# Impact the same as dynamic allowance?



## McEngr (Dec 5, 2011)

Is the dynamic allowance the same as impact? The reason I ask is because it appears that the SE Practice problems refer to a problem that asks for impact negative moment of a slab at a support. It appears that this is an error.


----------



## McEngr (Dec 5, 2011)

Answering my own question here. The answer is that the DLA replaces the impact factor.


----------



## ipswitch (Dec 7, 2011)

McEngr said:


> Is the dynamic allowance the same as impact? The reason I ask is because it appears that the SE Practice problems refer to a problem that asks for impact negative moment of a slab at a support. It appears that this is an error.


I don't use dynamic allowance for anything, I use impact factor for LL. They are different animals. I think chap 3 of AASHTO talks about this.


----------



## ipswitch (Dec 8, 2011)

ipswitch said:


> McEngr said:
> 
> 
> > Is the dynamic allowance the same as impact? The reason I ask is because it appears that the SE Practice problems refer to a problem that asks for impact negative moment of a slab at a support. It appears that this is an error.
> ...


Depending on what design standard you use. ASSHTO LRFD calls the impact factor "dynamic allowance" Other bridge specs call it impact factor. I just call it impact factor.


----------



## McEngr (Dec 8, 2011)

ipswitch, you forced me to double check myself yet again. I'm glad you posted again as I was going to be scratching my head for a few days trying to figure out the difference again.

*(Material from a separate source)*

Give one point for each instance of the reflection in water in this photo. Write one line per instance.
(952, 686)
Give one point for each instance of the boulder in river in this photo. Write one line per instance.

I think the word allowance is a big problem from an interpretation standpoint. The implied meaning is that it is optional, but it clearly is a requirement.


----------



## ADB (Dec 8, 2011)

AASHTO just changed terminology and the way it is computed. AASHTO Std. Specs used a different formula that was dependent upon the span length. LRFD uses 1.33.


----------



## McEngr (Dec 8, 2011)

Thank you ADB. It helps to have forums like these to get clarification. I hope to pay it forward during this study process...


----------



## ipswitch (Dec 8, 2011)

ipswitch said:


> ipswitch said:
> 
> 
> > McEngr said:
> ...


I was shooting at the hip the first post until I checked the AASHTO this morning when I arrived at the office.


----------